2. Although signed by President Clinton in 1993, President Bush effectively ended U.S. involvement in the Kyoto Protocol in 2001. Formal U.S. withdrawal from the Anti-Ballistic Missile Treaty in 2002 was the first time a major power withdrew from a nuclear treaty after it had become legally binding. The United States is currently party to the Non-Proliferation of Nuclear Weapons Treaty and the Biological and Toxin Weapons Convention. However, President Bush declared the United States would use nuclear weapons in preemptive strikes, a clear violation of NPT, and his team blocked completion of a draft protocol to BWC, halting all further negotiations for the indefinite future.

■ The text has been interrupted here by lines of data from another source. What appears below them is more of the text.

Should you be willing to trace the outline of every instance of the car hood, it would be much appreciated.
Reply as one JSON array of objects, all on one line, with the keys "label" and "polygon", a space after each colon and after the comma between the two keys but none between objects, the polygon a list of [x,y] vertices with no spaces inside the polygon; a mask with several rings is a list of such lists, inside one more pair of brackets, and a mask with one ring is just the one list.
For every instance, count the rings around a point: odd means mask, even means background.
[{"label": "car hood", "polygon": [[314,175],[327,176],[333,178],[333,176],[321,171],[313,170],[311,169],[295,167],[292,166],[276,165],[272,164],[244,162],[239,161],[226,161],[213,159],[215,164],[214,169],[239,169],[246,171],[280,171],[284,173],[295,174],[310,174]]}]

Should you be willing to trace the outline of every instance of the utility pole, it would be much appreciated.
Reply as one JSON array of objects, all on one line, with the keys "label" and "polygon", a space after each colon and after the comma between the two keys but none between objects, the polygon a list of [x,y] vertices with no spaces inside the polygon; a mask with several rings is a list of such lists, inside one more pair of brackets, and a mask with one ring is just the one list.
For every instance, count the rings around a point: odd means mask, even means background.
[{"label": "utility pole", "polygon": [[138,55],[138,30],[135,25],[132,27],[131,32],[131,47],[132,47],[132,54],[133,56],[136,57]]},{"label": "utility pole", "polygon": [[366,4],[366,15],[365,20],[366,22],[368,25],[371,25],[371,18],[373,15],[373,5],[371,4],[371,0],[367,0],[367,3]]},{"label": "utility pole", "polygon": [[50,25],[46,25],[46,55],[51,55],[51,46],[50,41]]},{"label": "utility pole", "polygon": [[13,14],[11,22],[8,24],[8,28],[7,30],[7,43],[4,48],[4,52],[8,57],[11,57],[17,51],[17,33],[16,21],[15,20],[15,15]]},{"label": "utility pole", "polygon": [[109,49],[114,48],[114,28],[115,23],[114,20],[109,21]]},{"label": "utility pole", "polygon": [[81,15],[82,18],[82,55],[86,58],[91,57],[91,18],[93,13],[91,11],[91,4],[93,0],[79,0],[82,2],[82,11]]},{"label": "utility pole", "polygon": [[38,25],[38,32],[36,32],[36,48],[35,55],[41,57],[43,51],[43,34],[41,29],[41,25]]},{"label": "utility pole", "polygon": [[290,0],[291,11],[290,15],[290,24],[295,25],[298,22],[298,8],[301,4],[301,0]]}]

Even though the U.S. assisted in establishing the International Criminal Court, President Bush formally nullified the U.S. signature to the court in 2002.

3. In preparing this report, we reviewed a total of 550 treaties including all those deposited with the UN Secretary-General, the International Labor Organization, the Food and Agriculture Organization and the World Intellectual Property Organization; the Geneva Conventions, deposited with the Swiss Federal Council; and those addressing disarmament and terrorism deposited with various UN agencies, regional organizations and national governments.

4. See, for example, Senate Joint Resolution No. 19 of the State of California, 21 May 2003 at http://info.sen.ca.gov/pub/03-04/bill/sen/sb_0001-0050/sjr_19_bill_20030521_introduced.html; "Balancing Democracy and Trade: Assessing the Impact of Trade and Investment Agreements on California Law" by the Harrison Institute for Public Law at Georgetown University Law Center, April 2001; or Private Rights/Public Problems: A Guide to NAFTA's Controversial Chapter on Investors' Rights at http://biodiversityeconomics.org/pdf/topics-408-00.pdf.

5. A thorough explanation of the choices we made in selecting, categorizing and analyzing the specific treaties referenced in this report can be found in the research methodology segment of Section IV.

6. These and other intriguing details can be found in the "interesting information" field for each of the 43 treaty overviews in Section IV.